Die Starkregengefahrenkarte zeigt für die östliche Grenze des Plangebietes potenzielle Überflutungsbereiche an. Das Gefahrenpotenzial wird im weiteren Verfahren berücksichtigt (z. B. durch Lage außerhalb von Baugrenzen, durch festgesetzte Höhenbeschränkungen des Erdgeschossfußbodens oder durch Ableitungen).
Schutzgut Klima/Luft
Beeinträchtigungen dieses Schutzgutes sind durch das Vorhaben aufgrund der im Nahbereich der Ostsee häufig vorkommenden Winde auch am Rand der Gemeinde Rieseby nicht zu erwarten.
Schutzgut Landschaft
Der Planbereich befindet sich außerhalb von Landschaftsschutzgebieten.
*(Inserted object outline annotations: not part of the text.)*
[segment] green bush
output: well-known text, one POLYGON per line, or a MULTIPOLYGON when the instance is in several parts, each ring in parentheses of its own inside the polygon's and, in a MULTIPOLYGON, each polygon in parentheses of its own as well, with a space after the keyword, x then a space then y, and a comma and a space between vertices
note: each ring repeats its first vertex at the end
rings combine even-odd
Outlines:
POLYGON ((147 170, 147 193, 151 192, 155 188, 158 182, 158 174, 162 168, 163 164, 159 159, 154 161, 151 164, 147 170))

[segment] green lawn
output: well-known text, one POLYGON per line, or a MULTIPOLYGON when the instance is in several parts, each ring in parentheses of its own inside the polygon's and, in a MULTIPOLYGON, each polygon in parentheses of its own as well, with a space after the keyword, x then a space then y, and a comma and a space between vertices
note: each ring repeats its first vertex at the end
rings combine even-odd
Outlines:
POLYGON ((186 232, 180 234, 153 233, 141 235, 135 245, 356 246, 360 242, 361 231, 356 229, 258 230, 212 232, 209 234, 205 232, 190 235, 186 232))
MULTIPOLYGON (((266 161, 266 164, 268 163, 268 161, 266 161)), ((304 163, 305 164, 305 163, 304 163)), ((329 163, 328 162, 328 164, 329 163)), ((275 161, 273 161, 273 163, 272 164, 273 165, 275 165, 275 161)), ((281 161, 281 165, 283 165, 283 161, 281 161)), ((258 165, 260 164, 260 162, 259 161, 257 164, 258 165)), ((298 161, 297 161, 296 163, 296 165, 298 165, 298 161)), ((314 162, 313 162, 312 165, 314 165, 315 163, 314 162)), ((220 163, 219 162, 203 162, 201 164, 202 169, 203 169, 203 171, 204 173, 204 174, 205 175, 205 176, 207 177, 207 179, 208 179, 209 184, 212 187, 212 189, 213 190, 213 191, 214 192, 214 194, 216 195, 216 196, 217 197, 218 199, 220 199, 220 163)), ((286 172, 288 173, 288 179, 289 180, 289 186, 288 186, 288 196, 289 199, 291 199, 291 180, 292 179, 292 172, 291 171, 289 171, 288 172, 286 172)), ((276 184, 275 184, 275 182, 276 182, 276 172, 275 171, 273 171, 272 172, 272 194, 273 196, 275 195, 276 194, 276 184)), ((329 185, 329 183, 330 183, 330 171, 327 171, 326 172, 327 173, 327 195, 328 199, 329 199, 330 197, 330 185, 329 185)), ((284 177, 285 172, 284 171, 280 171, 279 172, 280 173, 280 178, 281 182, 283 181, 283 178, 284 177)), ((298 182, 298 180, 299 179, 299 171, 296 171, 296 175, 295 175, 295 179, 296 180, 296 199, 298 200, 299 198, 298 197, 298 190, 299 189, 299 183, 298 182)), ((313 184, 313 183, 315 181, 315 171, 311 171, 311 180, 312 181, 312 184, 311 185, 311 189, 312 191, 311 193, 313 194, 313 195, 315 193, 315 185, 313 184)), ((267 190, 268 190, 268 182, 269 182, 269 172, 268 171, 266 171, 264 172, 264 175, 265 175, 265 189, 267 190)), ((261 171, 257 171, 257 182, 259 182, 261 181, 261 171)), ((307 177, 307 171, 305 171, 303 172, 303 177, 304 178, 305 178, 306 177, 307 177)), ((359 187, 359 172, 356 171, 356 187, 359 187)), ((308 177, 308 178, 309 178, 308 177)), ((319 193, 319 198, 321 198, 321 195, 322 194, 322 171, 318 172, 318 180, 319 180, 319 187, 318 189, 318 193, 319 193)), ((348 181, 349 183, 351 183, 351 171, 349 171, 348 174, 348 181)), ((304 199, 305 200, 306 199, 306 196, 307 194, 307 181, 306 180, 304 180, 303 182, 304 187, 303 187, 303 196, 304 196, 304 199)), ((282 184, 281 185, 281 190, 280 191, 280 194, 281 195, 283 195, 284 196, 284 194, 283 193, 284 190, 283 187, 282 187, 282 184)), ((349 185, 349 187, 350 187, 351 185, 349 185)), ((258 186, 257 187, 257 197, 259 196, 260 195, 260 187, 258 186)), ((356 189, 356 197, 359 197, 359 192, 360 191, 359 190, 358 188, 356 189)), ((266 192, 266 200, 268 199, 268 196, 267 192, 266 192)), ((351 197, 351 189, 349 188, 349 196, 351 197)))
Die möglichen Veränderungen des Landschaftsbildes werden beschrieben und bewertet. Durch die Ausweisung neuer Wohngrundstücke wird der Rand der bebauten Ortschaft Rieseby deutlich in Richtung Südwesten verschoben. Das Plangebiet ist bislang kaum in die Landschaft eingebunden und insbesondere im zentralen Planbereich aufgrund der Lage auf einer Anhöhe deutlich einsehbar. Mit der Planung soll die Bebauung durch den B-Plan 26 abgerundet werden. Maßnahmen zum Schutz des Landschaftsbildes werden ergriffen.
Die Erholungsnutzung für den Menschen wird für den Planbereich und die angrenzenden Flächen dargestellt und bewertet. Das Plangebiet weist aufgrund der derzeitigen landwirtschaftlichen Nutzung keine besondere Bedeutung für die Erholungsnutzung auf.
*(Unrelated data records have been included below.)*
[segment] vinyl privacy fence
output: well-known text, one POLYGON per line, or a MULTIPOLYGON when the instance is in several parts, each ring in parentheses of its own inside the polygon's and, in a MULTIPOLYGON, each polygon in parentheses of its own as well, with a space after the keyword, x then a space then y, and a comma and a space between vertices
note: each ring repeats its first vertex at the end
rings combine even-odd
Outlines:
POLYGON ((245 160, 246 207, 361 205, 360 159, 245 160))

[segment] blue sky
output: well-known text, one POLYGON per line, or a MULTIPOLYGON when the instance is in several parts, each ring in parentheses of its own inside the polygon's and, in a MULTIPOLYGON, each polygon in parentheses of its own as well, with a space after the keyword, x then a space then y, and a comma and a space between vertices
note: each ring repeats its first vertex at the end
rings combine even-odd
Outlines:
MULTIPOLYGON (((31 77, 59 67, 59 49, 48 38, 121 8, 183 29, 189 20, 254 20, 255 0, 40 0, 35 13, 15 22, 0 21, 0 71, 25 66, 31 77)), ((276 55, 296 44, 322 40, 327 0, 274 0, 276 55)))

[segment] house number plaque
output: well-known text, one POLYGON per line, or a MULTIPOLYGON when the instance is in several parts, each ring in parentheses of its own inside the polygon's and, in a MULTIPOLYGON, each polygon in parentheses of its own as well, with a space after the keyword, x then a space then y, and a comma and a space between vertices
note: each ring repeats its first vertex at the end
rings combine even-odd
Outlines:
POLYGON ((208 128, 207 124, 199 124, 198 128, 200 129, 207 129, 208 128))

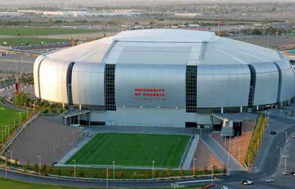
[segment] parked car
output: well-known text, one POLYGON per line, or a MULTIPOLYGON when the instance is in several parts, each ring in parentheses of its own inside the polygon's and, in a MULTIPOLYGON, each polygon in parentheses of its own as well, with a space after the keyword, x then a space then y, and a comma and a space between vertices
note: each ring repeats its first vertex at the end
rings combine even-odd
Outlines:
POLYGON ((275 182, 275 180, 273 178, 271 178, 266 179, 267 183, 272 183, 273 182, 275 182))
POLYGON ((244 185, 249 185, 253 184, 253 182, 247 180, 242 180, 241 183, 244 185))

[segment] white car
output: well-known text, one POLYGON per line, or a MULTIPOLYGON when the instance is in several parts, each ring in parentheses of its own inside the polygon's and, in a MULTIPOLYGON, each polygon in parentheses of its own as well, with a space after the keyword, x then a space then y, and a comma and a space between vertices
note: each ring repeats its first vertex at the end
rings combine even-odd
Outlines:
POLYGON ((253 184, 253 182, 248 180, 243 180, 241 181, 241 183, 244 185, 249 185, 253 184))
POLYGON ((275 180, 274 180, 274 179, 272 179, 272 178, 269 178, 269 179, 266 179, 267 183, 272 183, 273 182, 274 182, 274 181, 275 181, 275 180))

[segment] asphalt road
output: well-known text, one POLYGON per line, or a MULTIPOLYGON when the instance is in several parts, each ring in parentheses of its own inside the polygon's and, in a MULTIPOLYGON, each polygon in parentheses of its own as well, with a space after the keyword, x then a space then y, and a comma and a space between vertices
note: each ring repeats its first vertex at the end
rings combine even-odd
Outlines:
MULTIPOLYGON (((282 131, 274 137, 260 171, 255 173, 246 172, 232 172, 229 177, 218 183, 216 188, 220 188, 223 186, 226 186, 230 189, 244 189, 245 187, 249 189, 294 188, 295 179, 294 177, 289 177, 285 182, 281 182, 279 176, 282 173, 278 171, 281 162, 279 149, 281 147, 282 149, 285 148, 286 141, 285 132, 286 131, 287 131, 288 137, 290 137, 292 133, 295 132, 295 124, 290 126, 288 129, 282 131), (275 182, 266 183, 266 180, 272 177, 275 178, 275 182), (252 181, 253 184, 246 187, 243 186, 240 183, 241 180, 243 179, 252 181)), ((295 154, 293 153, 293 155, 295 154)))
MULTIPOLYGON (((5 171, 0 169, 0 177, 5 177, 5 171)), ((7 178, 26 182, 32 182, 52 185, 71 186, 76 187, 105 188, 106 181, 84 181, 69 180, 52 177, 39 177, 37 176, 22 174, 20 173, 7 171, 7 178)), ((194 186, 210 183, 210 179, 205 182, 199 182, 196 179, 182 179, 169 181, 108 181, 109 188, 149 188, 169 187, 171 183, 184 182, 186 186, 194 186)))

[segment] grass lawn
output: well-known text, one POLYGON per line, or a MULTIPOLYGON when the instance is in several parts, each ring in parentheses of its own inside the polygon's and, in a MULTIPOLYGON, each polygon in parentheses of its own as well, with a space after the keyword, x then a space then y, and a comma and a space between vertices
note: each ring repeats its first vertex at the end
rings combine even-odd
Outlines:
POLYGON ((34 35, 47 35, 54 34, 72 34, 94 33, 95 31, 87 29, 75 29, 53 27, 0 27, 0 35, 16 36, 30 36, 34 35))
MULTIPOLYGON (((200 186, 185 187, 182 189, 199 189, 200 186)), ((30 183, 24 183, 11 180, 0 178, 0 188, 1 189, 84 189, 84 188, 66 187, 50 185, 43 185, 30 183)), ((90 189, 90 188, 88 188, 90 189)), ((158 188, 158 189, 161 189, 158 188)))
POLYGON ((66 164, 178 167, 188 136, 134 134, 98 134, 66 164))
POLYGON ((70 42, 69 39, 60 39, 37 38, 0 38, 0 44, 2 46, 21 46, 24 45, 37 45, 43 43, 56 43, 57 42, 70 42))
MULTIPOLYGON (((5 139, 14 129, 14 118, 15 118, 15 124, 16 126, 19 125, 18 122, 18 113, 21 112, 21 118, 22 121, 25 120, 27 118, 27 113, 17 111, 10 108, 4 106, 0 103, 0 144, 3 142, 3 139, 5 139), (7 125, 6 127, 5 126, 7 125), (9 125, 9 126, 8 125, 9 125), (9 130, 8 130, 9 128, 9 130), (5 130, 6 130, 6 132, 5 130), (5 135, 6 134, 6 135, 5 135)), ((31 113, 29 113, 29 116, 31 113)))

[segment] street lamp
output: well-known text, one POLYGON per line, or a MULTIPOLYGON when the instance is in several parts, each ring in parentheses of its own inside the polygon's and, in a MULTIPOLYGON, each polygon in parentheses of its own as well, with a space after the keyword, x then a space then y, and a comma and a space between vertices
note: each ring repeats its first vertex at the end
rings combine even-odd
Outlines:
POLYGON ((108 168, 106 168, 106 188, 108 188, 108 168))
POLYGON ((211 167, 211 185, 213 185, 213 165, 210 165, 211 167))
POLYGON ((63 152, 64 153, 64 149, 65 149, 65 141, 68 140, 68 138, 63 138, 63 152))
POLYGON ((115 161, 113 161, 113 179, 115 179, 115 161))
POLYGON ((193 174, 194 174, 194 176, 195 175, 195 170, 196 170, 196 161, 197 160, 197 159, 195 158, 195 157, 194 157, 194 170, 193 170, 193 174))
POLYGON ((10 159, 11 159, 10 163, 11 163, 11 167, 12 167, 12 151, 10 150, 9 150, 8 151, 8 152, 10 152, 10 159))
MULTIPOLYGON (((39 158, 39 171, 41 172, 41 155, 37 155, 37 161, 38 159, 38 157, 39 158)), ((38 163, 38 162, 37 162, 38 163)))
POLYGON ((154 165, 154 161, 152 161, 152 167, 151 169, 151 175, 152 175, 152 179, 153 179, 153 167, 154 165))
POLYGON ((287 157, 289 157, 289 155, 283 155, 283 157, 285 157, 285 171, 286 172, 287 171, 287 169, 286 169, 286 167, 287 167, 287 157))
POLYGON ((73 159, 74 162, 74 177, 76 178, 76 159, 73 159))
POLYGON ((5 159, 5 178, 7 179, 7 159, 5 159))
POLYGON ((53 146, 53 163, 54 163, 54 161, 55 160, 55 148, 58 147, 58 145, 53 146))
Schutzgut Kultur- und Sachgüter
Kulturgüter sind im Planbereich derzeit nicht bekannt. Das Plangebiet liegt jedoch vollständig innerhalb eines archäologischen Interessengebietes. Im Jahr 2023 wurden auf der nördlich gelegenen Fläche (B-Plan 26) archäologische Voruntersuchungen durchgeführt. Diese blieben ohne Nachweis von relevanten archäologischen Befunden.
Für den Planbereich des B-Planes 28 werden aktuell Voruntersuchungen mit dem archäologischen Landesamt abgestimmt. Eine allgemeine Zustimmung zu dieser Fläche nach Abschluss der Voruntersuchungen liegt bereits vor.
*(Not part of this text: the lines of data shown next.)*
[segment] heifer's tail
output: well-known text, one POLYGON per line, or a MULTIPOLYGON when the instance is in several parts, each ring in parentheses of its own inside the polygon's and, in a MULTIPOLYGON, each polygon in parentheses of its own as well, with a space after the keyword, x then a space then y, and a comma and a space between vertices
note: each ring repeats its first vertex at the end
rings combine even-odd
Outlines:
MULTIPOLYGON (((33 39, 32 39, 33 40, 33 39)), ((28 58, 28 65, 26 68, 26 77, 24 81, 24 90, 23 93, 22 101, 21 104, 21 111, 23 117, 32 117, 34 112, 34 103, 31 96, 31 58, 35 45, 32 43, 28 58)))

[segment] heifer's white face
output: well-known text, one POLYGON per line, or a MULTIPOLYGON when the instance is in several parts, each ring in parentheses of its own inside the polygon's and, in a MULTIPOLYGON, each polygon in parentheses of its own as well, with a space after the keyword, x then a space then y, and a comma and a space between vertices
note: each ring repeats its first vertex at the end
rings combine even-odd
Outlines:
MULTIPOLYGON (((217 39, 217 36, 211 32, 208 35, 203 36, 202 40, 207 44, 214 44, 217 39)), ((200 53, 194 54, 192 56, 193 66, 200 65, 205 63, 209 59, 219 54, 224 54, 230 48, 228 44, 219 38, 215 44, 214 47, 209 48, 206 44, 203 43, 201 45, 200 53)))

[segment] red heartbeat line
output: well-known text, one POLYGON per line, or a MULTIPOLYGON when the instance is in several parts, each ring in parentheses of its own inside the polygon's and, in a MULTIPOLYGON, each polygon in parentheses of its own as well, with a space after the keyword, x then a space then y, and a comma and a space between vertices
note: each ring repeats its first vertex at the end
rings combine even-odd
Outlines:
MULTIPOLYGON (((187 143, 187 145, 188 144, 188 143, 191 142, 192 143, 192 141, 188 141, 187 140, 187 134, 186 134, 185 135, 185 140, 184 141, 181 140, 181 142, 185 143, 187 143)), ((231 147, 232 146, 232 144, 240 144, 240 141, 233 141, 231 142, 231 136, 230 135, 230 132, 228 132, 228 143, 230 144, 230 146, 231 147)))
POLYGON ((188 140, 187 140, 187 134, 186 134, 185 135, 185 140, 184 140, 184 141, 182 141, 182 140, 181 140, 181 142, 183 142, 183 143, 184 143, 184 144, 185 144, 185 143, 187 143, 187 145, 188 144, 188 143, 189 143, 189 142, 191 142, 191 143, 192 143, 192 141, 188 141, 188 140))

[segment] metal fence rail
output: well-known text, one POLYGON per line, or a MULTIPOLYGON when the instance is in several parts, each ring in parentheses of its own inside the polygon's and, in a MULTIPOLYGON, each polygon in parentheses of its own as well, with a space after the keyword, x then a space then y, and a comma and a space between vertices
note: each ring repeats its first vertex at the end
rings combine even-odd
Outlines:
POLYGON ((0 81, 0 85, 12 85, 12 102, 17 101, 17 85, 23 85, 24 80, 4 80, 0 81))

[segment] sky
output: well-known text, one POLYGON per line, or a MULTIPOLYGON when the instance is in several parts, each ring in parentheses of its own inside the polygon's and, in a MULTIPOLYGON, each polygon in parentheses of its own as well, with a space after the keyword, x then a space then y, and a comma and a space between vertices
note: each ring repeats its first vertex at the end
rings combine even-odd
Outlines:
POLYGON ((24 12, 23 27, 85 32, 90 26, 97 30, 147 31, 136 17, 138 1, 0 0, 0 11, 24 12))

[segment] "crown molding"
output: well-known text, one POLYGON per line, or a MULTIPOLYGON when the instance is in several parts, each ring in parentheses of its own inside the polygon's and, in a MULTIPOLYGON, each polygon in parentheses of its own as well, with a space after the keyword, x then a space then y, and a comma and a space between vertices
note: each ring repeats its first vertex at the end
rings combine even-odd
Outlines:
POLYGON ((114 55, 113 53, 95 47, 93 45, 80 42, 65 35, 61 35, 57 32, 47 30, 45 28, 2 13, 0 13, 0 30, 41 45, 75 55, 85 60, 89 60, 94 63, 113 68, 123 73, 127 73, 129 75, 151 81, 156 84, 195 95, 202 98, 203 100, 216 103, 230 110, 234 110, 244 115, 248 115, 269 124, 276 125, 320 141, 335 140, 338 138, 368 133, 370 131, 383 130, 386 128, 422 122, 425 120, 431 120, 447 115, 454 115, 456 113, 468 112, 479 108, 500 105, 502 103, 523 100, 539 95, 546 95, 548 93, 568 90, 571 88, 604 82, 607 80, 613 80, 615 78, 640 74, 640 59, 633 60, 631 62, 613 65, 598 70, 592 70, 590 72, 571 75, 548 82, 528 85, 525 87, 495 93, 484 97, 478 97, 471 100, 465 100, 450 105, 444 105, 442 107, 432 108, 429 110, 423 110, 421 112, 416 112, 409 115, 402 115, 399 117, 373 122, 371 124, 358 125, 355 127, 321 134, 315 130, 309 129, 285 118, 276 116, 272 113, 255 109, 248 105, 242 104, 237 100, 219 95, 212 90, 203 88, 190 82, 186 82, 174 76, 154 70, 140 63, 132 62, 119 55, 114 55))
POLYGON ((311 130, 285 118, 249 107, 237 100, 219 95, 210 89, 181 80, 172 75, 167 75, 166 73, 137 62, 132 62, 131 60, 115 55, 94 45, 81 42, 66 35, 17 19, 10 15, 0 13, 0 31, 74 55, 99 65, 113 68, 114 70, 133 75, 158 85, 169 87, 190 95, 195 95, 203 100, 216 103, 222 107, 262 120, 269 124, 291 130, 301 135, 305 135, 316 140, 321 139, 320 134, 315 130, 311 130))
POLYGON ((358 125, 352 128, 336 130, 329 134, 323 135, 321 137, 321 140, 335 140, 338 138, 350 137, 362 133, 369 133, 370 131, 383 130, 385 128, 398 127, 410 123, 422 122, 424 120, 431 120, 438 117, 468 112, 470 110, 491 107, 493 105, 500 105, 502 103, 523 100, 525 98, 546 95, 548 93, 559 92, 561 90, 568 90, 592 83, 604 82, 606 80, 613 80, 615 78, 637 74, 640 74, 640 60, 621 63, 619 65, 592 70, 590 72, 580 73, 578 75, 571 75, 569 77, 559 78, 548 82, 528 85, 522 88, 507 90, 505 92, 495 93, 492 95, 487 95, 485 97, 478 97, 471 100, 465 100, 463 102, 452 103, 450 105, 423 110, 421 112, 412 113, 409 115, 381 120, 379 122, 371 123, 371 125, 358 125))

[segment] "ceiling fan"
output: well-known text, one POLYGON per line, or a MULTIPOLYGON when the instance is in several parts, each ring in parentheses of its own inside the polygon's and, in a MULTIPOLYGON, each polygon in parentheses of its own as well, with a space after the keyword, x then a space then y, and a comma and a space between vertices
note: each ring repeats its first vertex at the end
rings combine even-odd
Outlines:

Bezüglich möglicher Kulturgüter (z.B. Bodendenkmale, Kulturdenkmale) wird eine Information durch die Denkmalschutzbehörden erbeten. Auswirkungen auf Sachgüter an der Planung Unbeteiligter sind nicht zu erwarten.
Zudem werden in den Umweltbericht auch Aussagen zu folgenden Aspekten aufgenommen:
- Vermeidung von Emissionen und sachgerechter Umgang mit Abfällen und Abwässern
- Nutzung erneuerbarer Energien sowie sparsame und effiziente Nutzung von Energie
- Risiken für die menschliche Gesundheit, Kulturgüter oder die Umwelt durch Unfälle oder Katastrophen
- Auswirkungen der Planung auf das Klima (z.B. Art und Ausmaß der Treibhausgasemissionen) und Anfälligkeit der geplanten Vorhaben gegenüber den Folgen des Klimawandels
- Kumulative Wirkungen von Planungen in einem engen räumlichen Zusammenhang
- Beschreibung der eingesetzten Techniken und Stoffe
- Prognose über die Entwicklung des Umweltzustandes bei Nichtdurchführung der Planung
Die Begründung wurde durch Beschluss der Gemeindevertretung Rieseby am …………….. gebilligt.